Security and Vulnerability Notes
-
Resolved Vulnerabilities:
- Connector Errors: Previously unhandled missing connectors now throw `EngineException`, preventing silent failures.
- Parsing Issues: XML parsing uses `libxml_use_internal_errors(true)` to suppress warnings and throws `ParserException` on invalid structure, mitigating XML injection risks.
- Tool Invocation: Parameters are resolved but not executed as code; use strict types in tools to avoid type errors.
-
Corrected Inefficiencies:
- Parsing Optimization: SimpleXML is lightweight; no recursive parsing depth issues. Variable extraction is top-level only for speed.
- Condition Evaluation: Regex-based for simple ops, avoiding full expression parsers; no infinite loops as branches are linear.
-
Security Considerations:
- Input Validation: POML XML should be trusted or sanitized externally; `resolve()` in StateManager replaces `{{var}}` but doesn't execute code?extend with filters if needed.

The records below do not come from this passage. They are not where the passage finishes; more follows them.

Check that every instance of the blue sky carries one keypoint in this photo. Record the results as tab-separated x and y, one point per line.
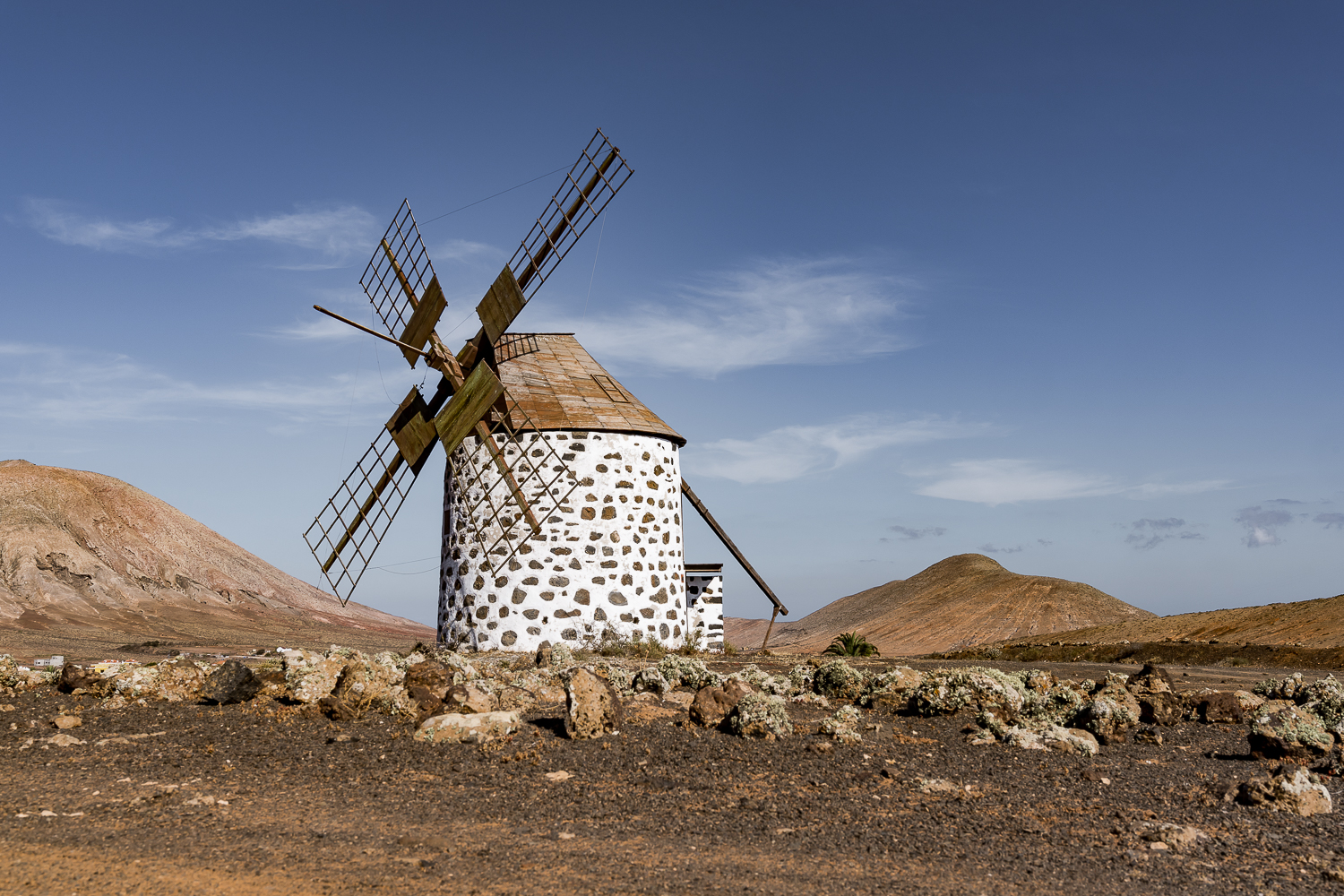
1054	282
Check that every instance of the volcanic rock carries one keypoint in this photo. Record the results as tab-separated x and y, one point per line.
710	707
478	727
231	683
591	705
1293	790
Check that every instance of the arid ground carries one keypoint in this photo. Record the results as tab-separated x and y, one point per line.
271	798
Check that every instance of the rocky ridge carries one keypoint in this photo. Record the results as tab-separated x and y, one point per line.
965	599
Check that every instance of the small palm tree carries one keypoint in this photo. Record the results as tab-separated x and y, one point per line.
851	643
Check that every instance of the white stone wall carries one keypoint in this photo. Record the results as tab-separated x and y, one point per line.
607	559
704	607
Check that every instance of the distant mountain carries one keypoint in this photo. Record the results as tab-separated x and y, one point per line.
90	557
961	600
1308	624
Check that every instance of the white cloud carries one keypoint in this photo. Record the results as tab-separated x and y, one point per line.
1008	481
774	312
335	233
793	452
1262	525
48	384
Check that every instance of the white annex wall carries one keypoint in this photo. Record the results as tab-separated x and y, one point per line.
607	559
704	606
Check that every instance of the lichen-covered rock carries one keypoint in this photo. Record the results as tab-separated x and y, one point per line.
367	684
432	675
1279	688
710	707
311	676
1295	791
231	683
1150	680
687	672
15	678
762	716
1109	711
760	680
650	681
475	728
74	677
1160	708
468	699
843	726
949	691
1220	707
895	683
591	707
1292	732
838	680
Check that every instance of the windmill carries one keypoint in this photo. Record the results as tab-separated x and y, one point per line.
562	498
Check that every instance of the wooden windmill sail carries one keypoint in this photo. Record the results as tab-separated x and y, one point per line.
510	476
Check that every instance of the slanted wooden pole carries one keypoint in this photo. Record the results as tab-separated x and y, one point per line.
723	536
763	643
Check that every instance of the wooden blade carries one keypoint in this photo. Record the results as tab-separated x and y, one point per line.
424	319
354	521
398	276
733	548
502	306
591	183
468	408
411	430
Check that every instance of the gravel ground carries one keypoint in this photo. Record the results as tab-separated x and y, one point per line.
265	798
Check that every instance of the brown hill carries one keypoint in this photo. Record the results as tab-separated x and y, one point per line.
86	560
1308	624
957	602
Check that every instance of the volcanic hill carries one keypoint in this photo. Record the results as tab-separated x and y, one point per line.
88	562
1308	624
957	602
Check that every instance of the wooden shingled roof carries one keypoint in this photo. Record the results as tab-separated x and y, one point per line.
561	387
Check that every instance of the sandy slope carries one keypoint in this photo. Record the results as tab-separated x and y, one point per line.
1309	624
960	600
86	551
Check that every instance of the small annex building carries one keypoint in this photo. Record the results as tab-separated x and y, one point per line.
609	559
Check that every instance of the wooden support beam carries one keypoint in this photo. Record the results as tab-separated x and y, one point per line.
733	548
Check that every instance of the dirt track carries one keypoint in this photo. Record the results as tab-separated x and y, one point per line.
658	809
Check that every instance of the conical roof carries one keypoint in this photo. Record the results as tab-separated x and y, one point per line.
561	387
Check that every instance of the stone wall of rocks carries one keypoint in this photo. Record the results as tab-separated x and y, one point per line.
609	559
704	607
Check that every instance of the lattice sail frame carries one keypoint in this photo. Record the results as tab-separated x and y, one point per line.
360	495
489	522
381	281
599	172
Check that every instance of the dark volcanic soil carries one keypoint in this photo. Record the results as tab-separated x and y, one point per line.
324	807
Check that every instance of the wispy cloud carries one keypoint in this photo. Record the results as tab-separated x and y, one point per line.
1148	533
1010	479
792	452
1007	481
773	312
906	533
53	386
1262	524
335	231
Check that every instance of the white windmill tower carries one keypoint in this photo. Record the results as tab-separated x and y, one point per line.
562	495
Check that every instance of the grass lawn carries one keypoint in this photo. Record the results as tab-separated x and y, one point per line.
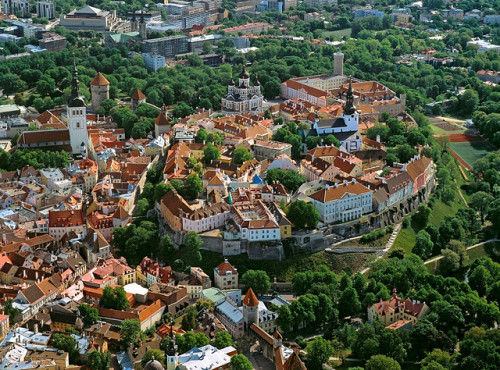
338	33
380	242
471	151
439	130
405	240
283	270
441	210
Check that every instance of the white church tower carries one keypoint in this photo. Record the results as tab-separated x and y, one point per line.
350	114
77	117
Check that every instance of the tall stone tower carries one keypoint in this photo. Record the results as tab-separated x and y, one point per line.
338	63
77	117
133	23
250	308
350	115
142	27
99	89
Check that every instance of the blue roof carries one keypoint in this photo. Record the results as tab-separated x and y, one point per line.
257	179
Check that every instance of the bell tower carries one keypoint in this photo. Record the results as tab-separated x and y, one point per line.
77	117
350	115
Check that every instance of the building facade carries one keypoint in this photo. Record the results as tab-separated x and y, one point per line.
242	98
342	202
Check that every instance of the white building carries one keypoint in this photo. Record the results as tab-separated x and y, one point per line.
484	46
253	222
206	357
342	202
77	118
153	61
45	9
226	276
242	98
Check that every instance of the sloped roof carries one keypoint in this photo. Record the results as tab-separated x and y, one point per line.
89	10
336	192
250	299
99	80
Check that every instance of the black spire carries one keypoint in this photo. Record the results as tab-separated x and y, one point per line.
75	99
171	347
349	107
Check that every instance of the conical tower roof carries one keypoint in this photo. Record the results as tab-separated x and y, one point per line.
250	299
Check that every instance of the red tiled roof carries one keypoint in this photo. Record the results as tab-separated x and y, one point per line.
250	299
65	218
44	136
224	267
336	192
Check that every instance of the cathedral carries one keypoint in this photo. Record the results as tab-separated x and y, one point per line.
242	98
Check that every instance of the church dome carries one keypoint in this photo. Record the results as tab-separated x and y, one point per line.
153	365
244	74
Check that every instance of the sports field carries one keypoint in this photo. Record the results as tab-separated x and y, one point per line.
470	151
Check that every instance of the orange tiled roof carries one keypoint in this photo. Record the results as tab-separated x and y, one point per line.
250	299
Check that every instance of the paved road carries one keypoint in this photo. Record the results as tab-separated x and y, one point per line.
435	259
388	246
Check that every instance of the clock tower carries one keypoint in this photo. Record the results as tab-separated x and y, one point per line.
77	117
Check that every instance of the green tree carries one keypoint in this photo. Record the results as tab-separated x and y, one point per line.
98	361
189	319
130	332
10	310
222	340
439	357
240	362
381	362
201	136
156	354
241	155
423	245
90	314
303	214
258	280
68	344
479	279
115	298
190	340
481	202
349	303
319	351
289	179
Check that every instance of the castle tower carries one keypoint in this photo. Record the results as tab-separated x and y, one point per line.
77	117
137	98
338	63
244	78
350	115
133	23
250	308
142	27
99	89
162	125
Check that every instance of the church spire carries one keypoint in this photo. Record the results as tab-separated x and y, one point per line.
75	99
349	107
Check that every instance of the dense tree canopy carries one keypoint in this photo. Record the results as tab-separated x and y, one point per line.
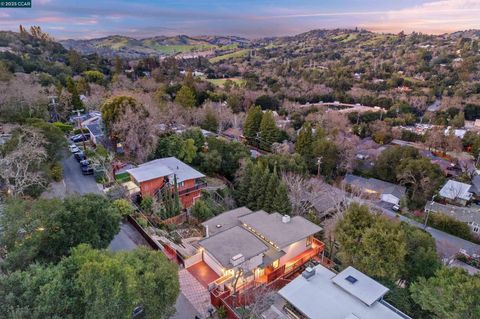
93	284
45	230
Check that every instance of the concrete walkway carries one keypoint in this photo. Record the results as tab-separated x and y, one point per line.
194	292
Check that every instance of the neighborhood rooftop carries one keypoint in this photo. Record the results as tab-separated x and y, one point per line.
232	242
327	295
181	170
463	214
375	185
275	230
453	189
146	173
225	220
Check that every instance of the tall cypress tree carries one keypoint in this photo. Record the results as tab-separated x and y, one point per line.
252	122
268	130
282	203
271	192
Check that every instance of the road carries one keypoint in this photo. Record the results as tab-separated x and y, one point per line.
127	239
75	182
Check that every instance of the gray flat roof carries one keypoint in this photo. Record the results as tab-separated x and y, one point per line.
146	173
274	230
180	169
236	240
320	297
226	220
364	288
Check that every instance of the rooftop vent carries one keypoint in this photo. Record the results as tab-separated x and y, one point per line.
237	260
351	279
285	219
308	273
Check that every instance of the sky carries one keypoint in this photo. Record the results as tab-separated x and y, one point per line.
84	19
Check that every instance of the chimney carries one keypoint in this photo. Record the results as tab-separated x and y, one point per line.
308	273
285	219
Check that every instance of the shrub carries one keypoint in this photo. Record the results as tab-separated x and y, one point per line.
64	127
450	225
56	172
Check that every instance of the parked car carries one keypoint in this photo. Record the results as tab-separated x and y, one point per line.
80	156
74	148
87	170
84	163
80	138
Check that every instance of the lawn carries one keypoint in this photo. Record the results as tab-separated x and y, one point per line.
236	54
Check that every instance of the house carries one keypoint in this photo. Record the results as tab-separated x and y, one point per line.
386	192
245	247
456	192
469	215
96	133
350	294
151	177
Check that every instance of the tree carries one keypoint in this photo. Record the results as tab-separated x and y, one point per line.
252	122
382	251
210	122
388	161
188	151
45	230
421	259
93	283
350	229
72	89
451	294
328	152
185	97
268	130
20	160
201	211
304	143
421	177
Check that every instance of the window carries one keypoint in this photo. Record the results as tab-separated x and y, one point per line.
309	240
275	264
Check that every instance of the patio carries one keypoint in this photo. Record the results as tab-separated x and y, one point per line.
203	273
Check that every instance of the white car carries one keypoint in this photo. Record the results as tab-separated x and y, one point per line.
74	148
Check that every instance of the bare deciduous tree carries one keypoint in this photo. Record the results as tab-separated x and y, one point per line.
19	168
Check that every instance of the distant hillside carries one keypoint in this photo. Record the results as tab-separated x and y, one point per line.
160	45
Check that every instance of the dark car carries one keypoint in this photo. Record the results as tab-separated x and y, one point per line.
80	156
80	138
84	163
87	170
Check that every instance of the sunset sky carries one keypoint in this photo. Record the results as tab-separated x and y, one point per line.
248	18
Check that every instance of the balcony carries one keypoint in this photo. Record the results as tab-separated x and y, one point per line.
199	185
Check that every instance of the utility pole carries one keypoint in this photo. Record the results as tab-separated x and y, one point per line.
319	163
81	128
428	212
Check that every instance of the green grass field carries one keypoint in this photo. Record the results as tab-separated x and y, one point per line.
236	54
221	82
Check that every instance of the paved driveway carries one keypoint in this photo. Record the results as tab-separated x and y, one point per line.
75	182
127	239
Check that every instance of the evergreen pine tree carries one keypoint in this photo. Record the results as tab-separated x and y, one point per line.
72	88
282	203
303	145
270	192
262	188
244	185
252	122
268	130
255	188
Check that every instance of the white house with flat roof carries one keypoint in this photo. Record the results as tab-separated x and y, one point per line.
350	294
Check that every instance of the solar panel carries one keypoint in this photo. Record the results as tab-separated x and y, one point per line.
351	279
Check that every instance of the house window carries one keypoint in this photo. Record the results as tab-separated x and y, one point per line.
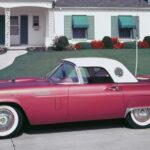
127	27
14	25
126	33
80	27
35	21
79	33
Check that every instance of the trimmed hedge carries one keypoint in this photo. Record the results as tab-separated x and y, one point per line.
129	45
85	45
60	43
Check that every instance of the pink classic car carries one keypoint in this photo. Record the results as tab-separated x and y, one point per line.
79	89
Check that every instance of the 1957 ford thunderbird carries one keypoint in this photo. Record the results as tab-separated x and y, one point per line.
79	89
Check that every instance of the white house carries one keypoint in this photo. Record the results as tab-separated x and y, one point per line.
94	19
37	22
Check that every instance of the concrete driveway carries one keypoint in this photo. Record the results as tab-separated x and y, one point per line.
97	135
9	57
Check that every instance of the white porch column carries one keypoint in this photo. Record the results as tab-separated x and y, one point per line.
50	29
7	27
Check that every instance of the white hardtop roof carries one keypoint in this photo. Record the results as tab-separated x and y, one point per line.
109	64
91	61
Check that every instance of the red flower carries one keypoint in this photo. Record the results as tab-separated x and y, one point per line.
118	45
143	44
97	44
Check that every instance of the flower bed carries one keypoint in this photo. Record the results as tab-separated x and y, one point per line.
3	50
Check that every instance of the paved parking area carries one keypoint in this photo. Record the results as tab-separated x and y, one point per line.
99	135
9	57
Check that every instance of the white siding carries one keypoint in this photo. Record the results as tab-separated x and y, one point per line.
103	20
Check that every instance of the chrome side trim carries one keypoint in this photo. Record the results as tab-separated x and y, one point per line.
130	109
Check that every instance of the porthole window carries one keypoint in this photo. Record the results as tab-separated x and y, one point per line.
118	72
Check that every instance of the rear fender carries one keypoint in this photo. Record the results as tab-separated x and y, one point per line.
137	102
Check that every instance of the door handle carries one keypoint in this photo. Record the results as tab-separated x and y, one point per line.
114	88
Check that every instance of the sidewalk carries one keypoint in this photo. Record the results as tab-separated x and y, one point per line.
8	58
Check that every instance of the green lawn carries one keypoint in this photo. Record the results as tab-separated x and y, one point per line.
39	63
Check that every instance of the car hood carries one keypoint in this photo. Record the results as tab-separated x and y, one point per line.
23	82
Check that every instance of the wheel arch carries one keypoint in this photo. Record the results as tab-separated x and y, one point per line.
128	110
13	104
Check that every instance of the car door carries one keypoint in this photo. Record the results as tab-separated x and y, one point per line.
97	98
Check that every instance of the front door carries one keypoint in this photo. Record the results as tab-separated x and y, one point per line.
15	30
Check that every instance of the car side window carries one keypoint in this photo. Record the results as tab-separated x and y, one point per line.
95	75
66	73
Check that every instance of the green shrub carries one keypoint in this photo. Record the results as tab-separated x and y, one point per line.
3	50
130	45
107	42
85	45
60	43
147	39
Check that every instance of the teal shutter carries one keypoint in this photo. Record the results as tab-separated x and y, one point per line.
24	29
2	29
68	27
136	32
114	26
91	29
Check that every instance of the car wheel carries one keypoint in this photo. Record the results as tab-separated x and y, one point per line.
139	118
11	120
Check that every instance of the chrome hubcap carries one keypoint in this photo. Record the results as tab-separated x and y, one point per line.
142	115
6	120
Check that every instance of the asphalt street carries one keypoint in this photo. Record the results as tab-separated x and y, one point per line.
96	135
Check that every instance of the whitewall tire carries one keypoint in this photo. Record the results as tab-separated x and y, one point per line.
139	118
10	121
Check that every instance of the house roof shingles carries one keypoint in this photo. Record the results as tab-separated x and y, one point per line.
11	1
102	3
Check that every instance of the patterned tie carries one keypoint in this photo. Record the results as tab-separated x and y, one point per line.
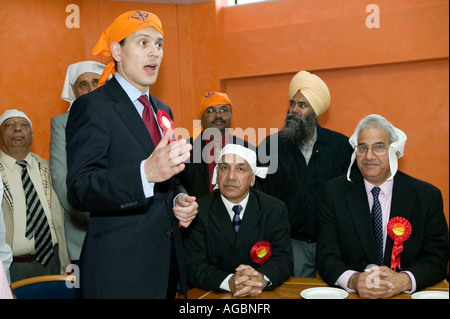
377	223
236	219
149	119
37	224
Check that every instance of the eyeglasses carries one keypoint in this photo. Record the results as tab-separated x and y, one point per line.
379	149
211	111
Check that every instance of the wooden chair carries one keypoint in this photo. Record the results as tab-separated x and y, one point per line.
45	287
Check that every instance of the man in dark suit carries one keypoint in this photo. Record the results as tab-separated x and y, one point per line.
215	112
301	158
240	240
408	243
121	171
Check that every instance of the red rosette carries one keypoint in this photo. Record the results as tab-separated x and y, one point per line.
165	122
261	252
399	229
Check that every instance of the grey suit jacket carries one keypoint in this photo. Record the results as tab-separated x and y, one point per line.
75	221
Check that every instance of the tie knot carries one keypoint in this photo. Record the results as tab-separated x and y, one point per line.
375	191
237	209
144	100
22	164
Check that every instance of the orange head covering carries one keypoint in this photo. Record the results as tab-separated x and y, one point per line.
213	98
124	25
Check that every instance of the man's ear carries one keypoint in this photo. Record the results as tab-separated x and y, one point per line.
115	49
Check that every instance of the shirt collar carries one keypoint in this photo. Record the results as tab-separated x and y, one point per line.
386	187
132	92
229	205
10	162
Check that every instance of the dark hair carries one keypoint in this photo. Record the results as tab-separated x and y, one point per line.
122	43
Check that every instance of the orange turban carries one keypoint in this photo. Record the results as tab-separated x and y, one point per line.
213	98
124	25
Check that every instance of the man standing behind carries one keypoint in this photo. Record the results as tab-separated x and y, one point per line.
121	171
81	78
216	113
32	212
308	156
379	216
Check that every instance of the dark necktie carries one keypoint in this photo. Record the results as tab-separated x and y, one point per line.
149	120
236	219
377	223
37	224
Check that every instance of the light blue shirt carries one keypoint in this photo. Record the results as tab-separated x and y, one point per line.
134	94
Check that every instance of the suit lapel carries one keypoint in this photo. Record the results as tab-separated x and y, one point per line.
128	113
360	212
221	219
250	221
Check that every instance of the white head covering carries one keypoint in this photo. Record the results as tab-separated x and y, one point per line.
396	148
247	154
72	74
14	113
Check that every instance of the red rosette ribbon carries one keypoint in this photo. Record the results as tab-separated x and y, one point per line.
399	229
261	252
165	122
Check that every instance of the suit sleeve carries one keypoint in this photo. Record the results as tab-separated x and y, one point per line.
58	166
280	265
328	253
432	258
92	183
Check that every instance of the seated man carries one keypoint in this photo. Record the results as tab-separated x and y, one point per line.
240	240
32	212
378	216
216	113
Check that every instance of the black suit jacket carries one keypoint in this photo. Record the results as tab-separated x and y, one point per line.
195	176
213	251
346	240
126	253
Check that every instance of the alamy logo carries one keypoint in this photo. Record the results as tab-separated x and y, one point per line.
138	15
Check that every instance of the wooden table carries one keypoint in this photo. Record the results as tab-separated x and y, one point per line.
291	290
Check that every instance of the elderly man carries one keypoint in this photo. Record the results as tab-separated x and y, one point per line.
122	170
240	239
5	249
32	212
380	217
216	112
81	78
308	156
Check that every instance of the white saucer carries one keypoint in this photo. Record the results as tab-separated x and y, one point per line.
430	295
324	293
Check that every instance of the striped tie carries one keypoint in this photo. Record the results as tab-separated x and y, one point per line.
236	219
377	223
149	120
37	224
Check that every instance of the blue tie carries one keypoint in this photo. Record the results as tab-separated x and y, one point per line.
377	223
236	219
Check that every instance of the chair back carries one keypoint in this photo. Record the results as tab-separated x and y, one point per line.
45	287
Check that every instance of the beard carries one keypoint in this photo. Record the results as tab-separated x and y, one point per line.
298	129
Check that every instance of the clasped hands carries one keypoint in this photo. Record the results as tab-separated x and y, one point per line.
166	161
246	282
379	282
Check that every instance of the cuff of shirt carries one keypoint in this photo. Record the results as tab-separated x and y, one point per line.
343	280
224	285
413	282
146	185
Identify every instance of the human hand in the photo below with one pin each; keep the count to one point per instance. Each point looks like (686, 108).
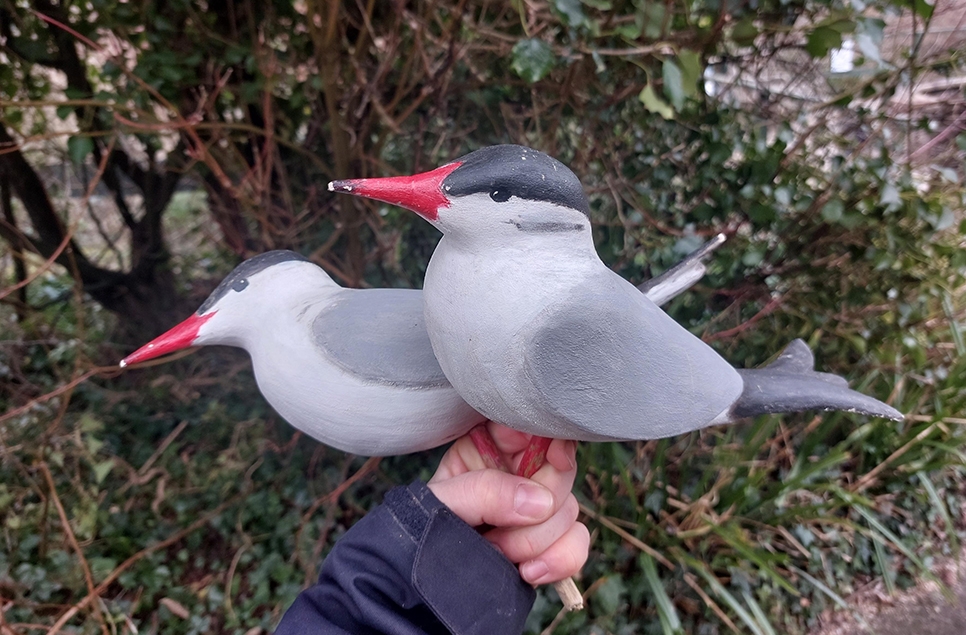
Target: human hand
(534, 520)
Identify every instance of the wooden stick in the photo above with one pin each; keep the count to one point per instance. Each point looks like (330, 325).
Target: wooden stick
(533, 458)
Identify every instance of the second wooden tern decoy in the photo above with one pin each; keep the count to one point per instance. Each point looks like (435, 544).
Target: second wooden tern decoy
(351, 368)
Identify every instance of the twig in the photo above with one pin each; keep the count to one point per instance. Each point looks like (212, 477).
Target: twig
(168, 440)
(634, 540)
(72, 539)
(124, 566)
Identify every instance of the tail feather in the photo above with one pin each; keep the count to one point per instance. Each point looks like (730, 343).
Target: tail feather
(789, 384)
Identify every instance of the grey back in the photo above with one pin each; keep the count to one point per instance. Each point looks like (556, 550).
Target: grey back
(379, 335)
(612, 364)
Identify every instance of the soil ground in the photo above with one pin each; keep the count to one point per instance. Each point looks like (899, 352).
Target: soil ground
(922, 610)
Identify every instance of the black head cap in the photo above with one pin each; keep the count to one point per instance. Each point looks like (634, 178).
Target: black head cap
(237, 280)
(510, 170)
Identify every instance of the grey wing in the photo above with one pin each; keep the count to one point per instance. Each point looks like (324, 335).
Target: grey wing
(610, 363)
(681, 276)
(379, 335)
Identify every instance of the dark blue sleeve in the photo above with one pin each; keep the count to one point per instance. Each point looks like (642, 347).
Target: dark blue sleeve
(412, 566)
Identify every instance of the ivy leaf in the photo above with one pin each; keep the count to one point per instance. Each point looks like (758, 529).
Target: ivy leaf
(745, 32)
(924, 8)
(691, 70)
(78, 147)
(673, 84)
(654, 103)
(822, 40)
(532, 60)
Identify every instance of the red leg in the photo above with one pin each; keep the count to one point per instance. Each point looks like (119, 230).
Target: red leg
(486, 446)
(534, 456)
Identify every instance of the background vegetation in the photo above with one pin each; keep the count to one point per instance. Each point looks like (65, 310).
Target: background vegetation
(148, 146)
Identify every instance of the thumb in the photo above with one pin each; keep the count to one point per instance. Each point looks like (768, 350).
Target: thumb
(495, 498)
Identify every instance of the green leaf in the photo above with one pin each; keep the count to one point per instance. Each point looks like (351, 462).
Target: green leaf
(833, 210)
(691, 70)
(532, 60)
(745, 32)
(78, 147)
(572, 12)
(822, 40)
(665, 608)
(654, 103)
(924, 8)
(102, 469)
(673, 84)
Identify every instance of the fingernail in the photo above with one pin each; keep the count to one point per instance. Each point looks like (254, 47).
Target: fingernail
(532, 500)
(534, 570)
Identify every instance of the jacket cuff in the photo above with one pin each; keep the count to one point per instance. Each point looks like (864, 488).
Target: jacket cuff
(469, 585)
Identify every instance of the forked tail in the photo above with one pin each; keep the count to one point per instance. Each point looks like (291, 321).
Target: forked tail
(790, 384)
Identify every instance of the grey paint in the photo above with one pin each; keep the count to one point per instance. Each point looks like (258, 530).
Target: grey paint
(379, 335)
(609, 361)
(790, 384)
(682, 275)
(237, 280)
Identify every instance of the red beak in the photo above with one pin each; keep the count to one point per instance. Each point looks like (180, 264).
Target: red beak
(422, 193)
(181, 336)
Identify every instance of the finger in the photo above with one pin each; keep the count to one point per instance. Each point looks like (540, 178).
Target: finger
(563, 455)
(508, 440)
(563, 559)
(521, 544)
(558, 481)
(495, 498)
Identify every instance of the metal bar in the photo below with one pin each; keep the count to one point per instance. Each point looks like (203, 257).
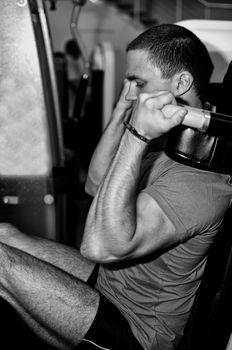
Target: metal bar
(179, 10)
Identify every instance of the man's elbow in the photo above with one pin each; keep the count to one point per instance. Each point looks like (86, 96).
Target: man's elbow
(90, 187)
(97, 254)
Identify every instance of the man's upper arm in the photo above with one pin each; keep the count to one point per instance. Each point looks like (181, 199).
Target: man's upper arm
(154, 230)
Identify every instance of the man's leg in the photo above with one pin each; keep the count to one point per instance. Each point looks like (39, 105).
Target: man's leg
(64, 257)
(56, 305)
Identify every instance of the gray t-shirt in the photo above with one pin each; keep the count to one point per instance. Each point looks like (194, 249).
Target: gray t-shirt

- API Keys: Never commit keys; use `.env` files (add to `.gitignore`).
- JSON Handling: `json_decode` with error checks prevents malformed response crashes.
- Recommendations: Run in isolated environments for untrusted POML; audit tools for side effects; use HTTPS for `HttpConnector`.
For contributions or issues, please refer to the code structure in src/.